Oscar B: Power in the River Currants

November 30, 2016

  • Oscar B (Photo: Cummins)
  • Oscar B (Photo: Cummins)
  • Oscar B (Photo: Cummins) Oscar B (Photo: Cummins)
  • Oscar B (Photo: Cummins) Oscar B (Photo: Cummins)

Since 1925 there has been some form of car ferry crossing of the lower Columbia River from Puget Island on the Washington side to Westport Slough on the Oregon side. In 1959 Wahkiakum County took over operation of the ferry and in 1962 had a steel-hulled ferry, named for the county, built by Nichols Boat Works at Hood River Oregon. This 12-car ferry served until 2015 when the county took delivery of a larger 23-car ferry. This ferry, named Oscar B, after Oscar Bergseng who served as ferry captain for 17 years. He died in 1985 after serving further years as ferry commissioner. Nichols Brothers Boat builders at Freeland, Washington built the new ferry. As it entered its second winter of river crossings, the ferry had proven itself in the currents that can reach three knots and in providing safe passage in all conditions from wind to fog and in crossing the path of deep sea ships bound up from the Pacific to the several ports along the river.  
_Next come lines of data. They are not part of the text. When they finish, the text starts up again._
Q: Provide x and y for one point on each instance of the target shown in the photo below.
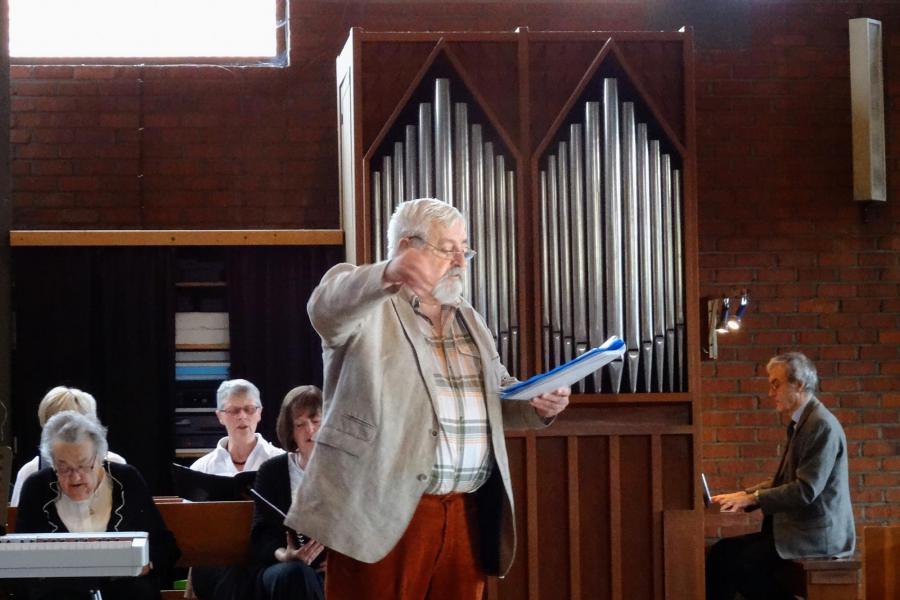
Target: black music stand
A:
(204, 487)
(5, 475)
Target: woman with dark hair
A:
(288, 567)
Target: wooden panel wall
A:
(597, 506)
(607, 489)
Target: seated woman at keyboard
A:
(57, 400)
(81, 492)
(287, 571)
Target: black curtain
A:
(101, 319)
(273, 343)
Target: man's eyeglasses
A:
(234, 411)
(467, 254)
(66, 472)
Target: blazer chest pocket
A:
(819, 522)
(353, 436)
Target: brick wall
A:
(101, 147)
(777, 216)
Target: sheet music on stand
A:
(566, 374)
(197, 486)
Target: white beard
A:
(449, 289)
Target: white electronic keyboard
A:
(104, 554)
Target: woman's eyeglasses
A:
(66, 472)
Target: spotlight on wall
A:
(733, 323)
(721, 319)
(724, 315)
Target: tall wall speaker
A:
(867, 105)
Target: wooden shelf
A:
(202, 346)
(177, 237)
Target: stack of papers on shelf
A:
(195, 356)
(571, 372)
(217, 371)
(197, 328)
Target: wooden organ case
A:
(573, 156)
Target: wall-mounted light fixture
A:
(721, 319)
(733, 322)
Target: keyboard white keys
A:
(104, 554)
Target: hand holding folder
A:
(565, 375)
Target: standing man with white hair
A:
(239, 409)
(806, 505)
(57, 400)
(409, 485)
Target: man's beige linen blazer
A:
(376, 448)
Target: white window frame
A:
(281, 57)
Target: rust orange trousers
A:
(435, 559)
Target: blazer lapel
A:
(785, 457)
(407, 317)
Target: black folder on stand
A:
(203, 487)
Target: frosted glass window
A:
(144, 28)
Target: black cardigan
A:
(131, 499)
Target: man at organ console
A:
(806, 505)
(409, 483)
(79, 491)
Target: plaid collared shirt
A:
(463, 459)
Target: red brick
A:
(817, 305)
(880, 449)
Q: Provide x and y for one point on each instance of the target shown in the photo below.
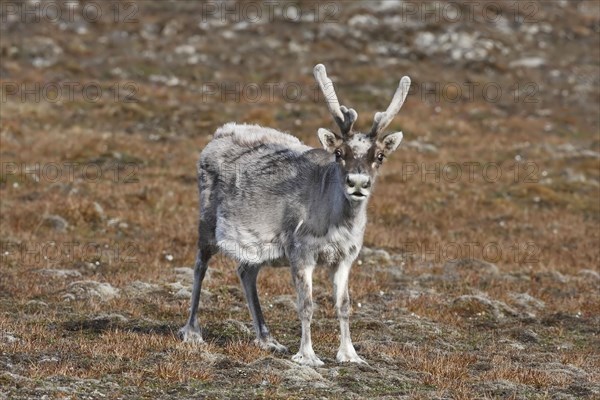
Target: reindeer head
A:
(359, 155)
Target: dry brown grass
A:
(416, 218)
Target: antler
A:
(383, 119)
(343, 116)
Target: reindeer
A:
(265, 196)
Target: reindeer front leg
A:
(346, 352)
(302, 277)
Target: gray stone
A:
(60, 273)
(91, 290)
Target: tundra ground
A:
(480, 275)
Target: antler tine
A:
(343, 116)
(383, 119)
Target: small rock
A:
(141, 289)
(375, 256)
(527, 302)
(528, 62)
(480, 305)
(112, 317)
(302, 375)
(56, 222)
(589, 275)
(525, 335)
(36, 304)
(88, 290)
(8, 338)
(60, 273)
(421, 147)
(462, 265)
(179, 291)
(43, 51)
(185, 274)
(500, 389)
(553, 276)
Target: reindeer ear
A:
(329, 140)
(389, 143)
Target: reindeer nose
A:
(358, 180)
(349, 181)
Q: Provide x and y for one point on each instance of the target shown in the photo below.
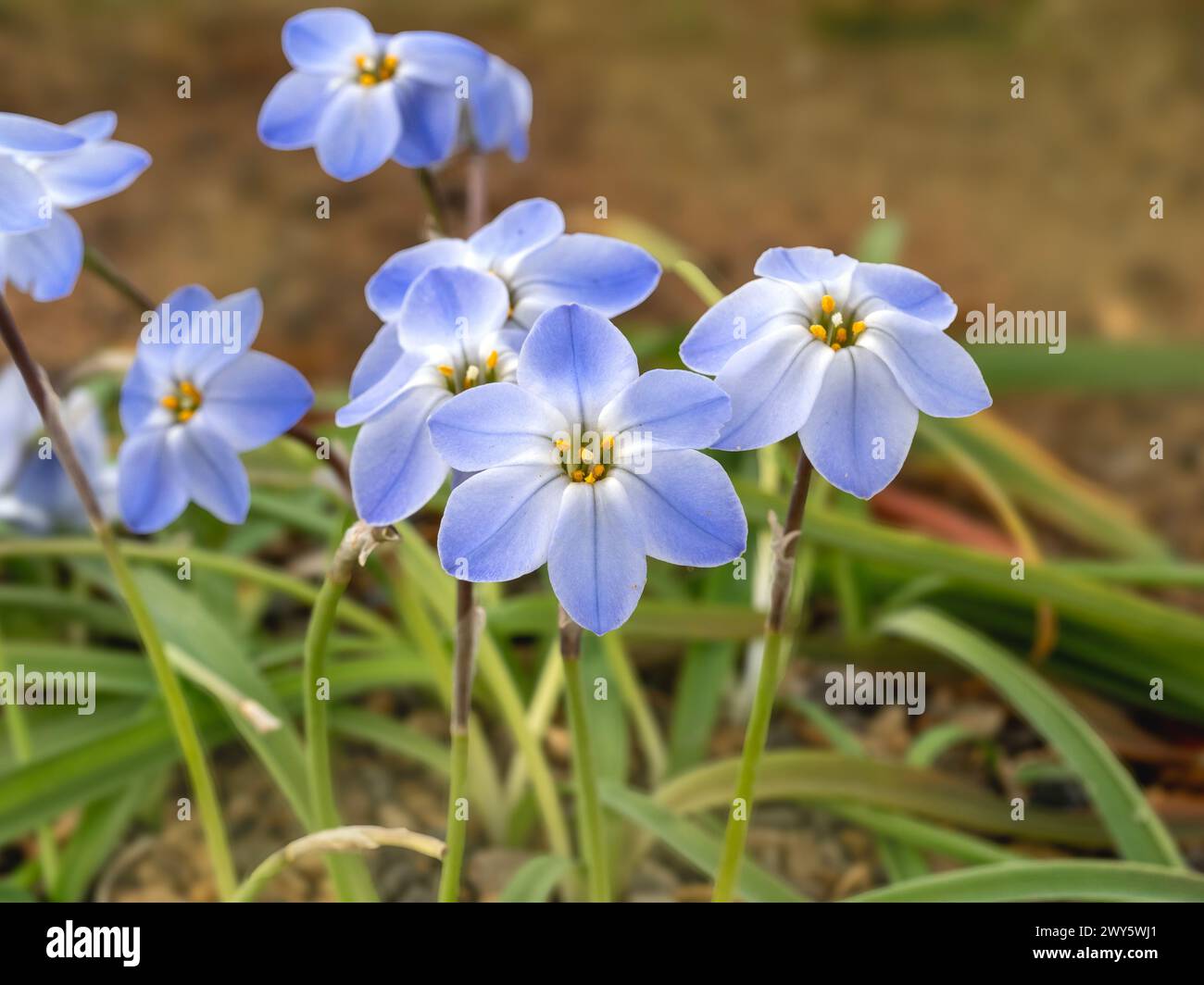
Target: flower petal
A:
(518, 229)
(430, 122)
(687, 508)
(388, 287)
(577, 361)
(669, 408)
(596, 561)
(289, 117)
(497, 524)
(496, 424)
(46, 263)
(773, 384)
(254, 400)
(151, 489)
(885, 285)
(608, 275)
(23, 203)
(452, 306)
(357, 131)
(747, 313)
(326, 40)
(211, 471)
(938, 376)
(95, 171)
(861, 428)
(395, 468)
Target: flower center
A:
(373, 69)
(830, 329)
(584, 457)
(184, 403)
(472, 375)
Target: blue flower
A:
(44, 170)
(35, 492)
(843, 353)
(360, 98)
(526, 248)
(195, 396)
(498, 111)
(449, 336)
(588, 467)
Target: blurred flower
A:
(449, 336)
(360, 98)
(498, 113)
(44, 170)
(35, 492)
(843, 353)
(541, 267)
(589, 467)
(196, 396)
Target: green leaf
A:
(1138, 832)
(695, 845)
(1031, 881)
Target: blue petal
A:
(395, 468)
(524, 227)
(253, 400)
(859, 433)
(357, 131)
(576, 360)
(430, 120)
(670, 408)
(437, 58)
(687, 509)
(289, 117)
(773, 384)
(496, 424)
(28, 135)
(938, 376)
(806, 265)
(388, 288)
(596, 561)
(95, 171)
(211, 471)
(151, 489)
(749, 312)
(326, 41)
(497, 524)
(23, 205)
(608, 275)
(452, 306)
(46, 263)
(886, 285)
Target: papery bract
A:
(588, 467)
(841, 352)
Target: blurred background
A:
(1035, 204)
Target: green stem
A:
(200, 779)
(589, 811)
(349, 874)
(767, 685)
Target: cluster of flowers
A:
(496, 360)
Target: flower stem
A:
(466, 624)
(349, 874)
(767, 685)
(200, 779)
(589, 812)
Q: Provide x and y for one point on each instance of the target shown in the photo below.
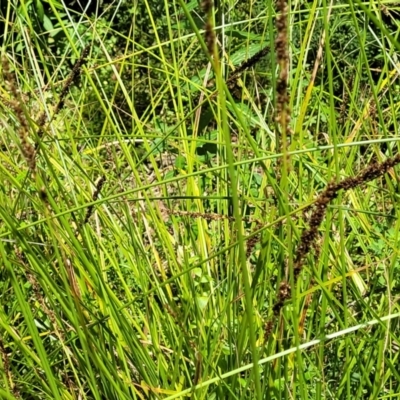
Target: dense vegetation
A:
(199, 200)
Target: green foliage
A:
(143, 257)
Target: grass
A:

Although the run is only about 1.5 miles, half is crossing the river currents and half is in a shallow slough on the Oregon shore. With a two story house set, aircraft-carrier style, off to one side, the skipper’s visibility of both his the cars and passengers and the river route is excellent. An comprehensive suite of electronics provides integrated chart and GPS, radar for the fog or winter dark, and a sounder for the river shallows.


The ferry is remarkably maneuverable. On the Puget Island side, the skipper sets the forward port bow up against one of a set of steel pilings and uses the rudders to swing the stern into place before backing down to lock the stern in place for off loading. On the Oregon side, the approach is straight into the slip. Vehicles exit quickly and the return trip is loaded. After backing out from the ramp, the boat’s two Cummins (CMI) QSL9 diesels, rated at 290 HP, turn the boat quickly in its own length. The turning and maneuverability is further enhanced by Northway shaft brakes on the drives behind ZF311 gears with 2.548:1 ratios and turning 31 by 29.45-inch props. The vessel design takes advantage of the boat’s beam to set the engines and drives well apart which further enhances maneuverability.


The QSL9 engines meet U.S. EPA tier 3 emission regulations without use of after treatment. The high-pressure common rail electronically controlled fuel system provides constant high injection pressure regardless of engine speed or load condition. Benefits include low noise and vibration for quiet operation and faster load acceptance, which is appreciated on a ferry with a short run and maneuvering at either end. One of the operators reports that the ferry burns about 1500 gallons of fuel every two weeks.


The combination of power and design take full advantage of the shallow beamy hull. In addition to the two Cummins main engines, the Oscar B is fitted with a pair of Cummins  23.0kW MDKBV Onan generators.